President George W. Bush acknowledged
this month he had secretly ordered the National Security Agency to
eavesdrop on the international phone conversations and e-mail of
Americans suspected of links to terrorists without approval from the
Foreign Intelligence Surveillance Court.

The domestic spying order has set off a furious debate over whether
the war on terrorism gives Bush a blank check when it comes to civil
liberties and whether the president, in fact, broke the law.

The
Justice Department’s reports to the U.S. Congress on the surveillance
court’s activities show the Bush administration made 5,645 applications
for electronic surveillance and physical searches from 2001 through
2004, the most recent year for which figures are available. In the
previous four years, the court received a total of 3,436.

The
11-judge panel modified 179 of the Bush administration’s requests. By
contrast, only one was modified in the preceding four years.

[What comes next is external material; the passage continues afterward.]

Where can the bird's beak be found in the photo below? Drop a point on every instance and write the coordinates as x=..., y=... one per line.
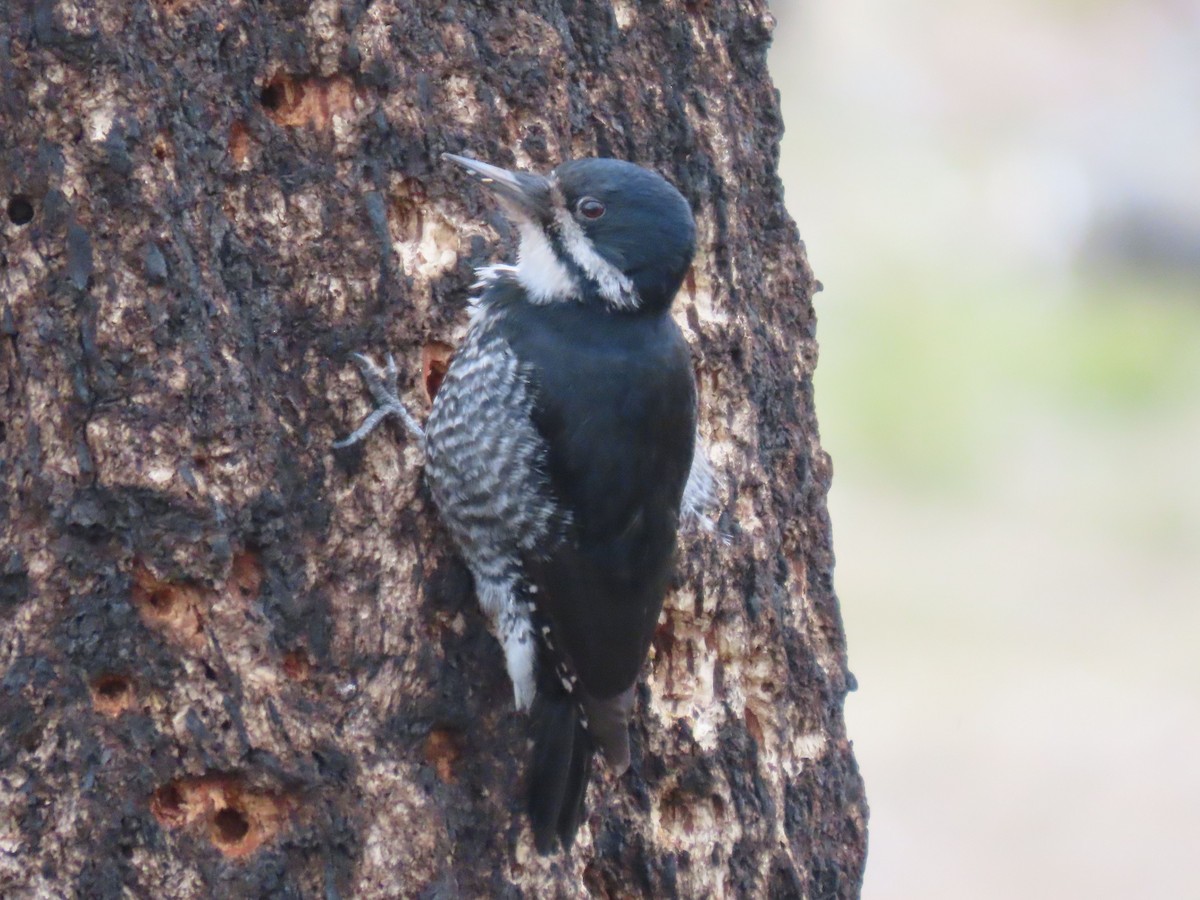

The court
has reportedly handled almost 20,000 applications since it was set up
and has rejected only a handful.

Reasons for the modifications were not stated and could range from minor alterations to more substantive changes.

The
highly classified court was set up by the 1978 Foreign Intelligence
Surveillance Act, or FISA, in the wake of Cold War spy fears and
President Richard Nixon’s misuse of U.S. intelligence agencies to spy
on the anti-Vietnam War movement and other political dissidents.

The
Washington-based Council on American-Islamic Relations has filed a
Freedom of Information request with federal agencies seeking government
records relating to Bush’s executive orders authorizing surveillance of
Americans.

The group said on Tuesday it also filed a similar
request with the Justice and Energy Departments for information on the
secret radiation monitoring of Muslim sites in six U.S. cities, first
reported by U.S. News and World Report.

The magazine reported
last week that more than 100 sites, including private homes, were
monitored without court approval as required by FISA.

“We are
concerned that, under this secretive program, our government has
overstepped constitutional bounds by intruding on private property
without any probable cause or valid court orders,” CAIR’s national
legal director, Arsalan Iftikhar, said in a statement.

‘LIMITED PROGRAM’

Bush
has said FISA was intended for “long-term monitoring” and that the
government after September 11 needed to move “faster and quicker” to
protect Americans.

Bush said he had reauthorized the domestic
spying program more than 30 times since the September 11 attacks and
would continue to do so.

In Crawford, Texas, where Bush is
spending the holidays, his spokesman, Trent Duffy, defended what he
called a “limited program.”

“This is not about monitoring phone
calls designed to arrange Little League practice or what to bring to a
potluck dinner,” he told reporters. “These are designed to monitor
calls from very bad people to very bad people who have a history of
blowing up commuter trains, weddings, and churches.”

After some
of the FISA judges expressed concern about the legality of the domestic
spying program, the Bush administration agreed to provide them with a
classified briefing, probably early next month.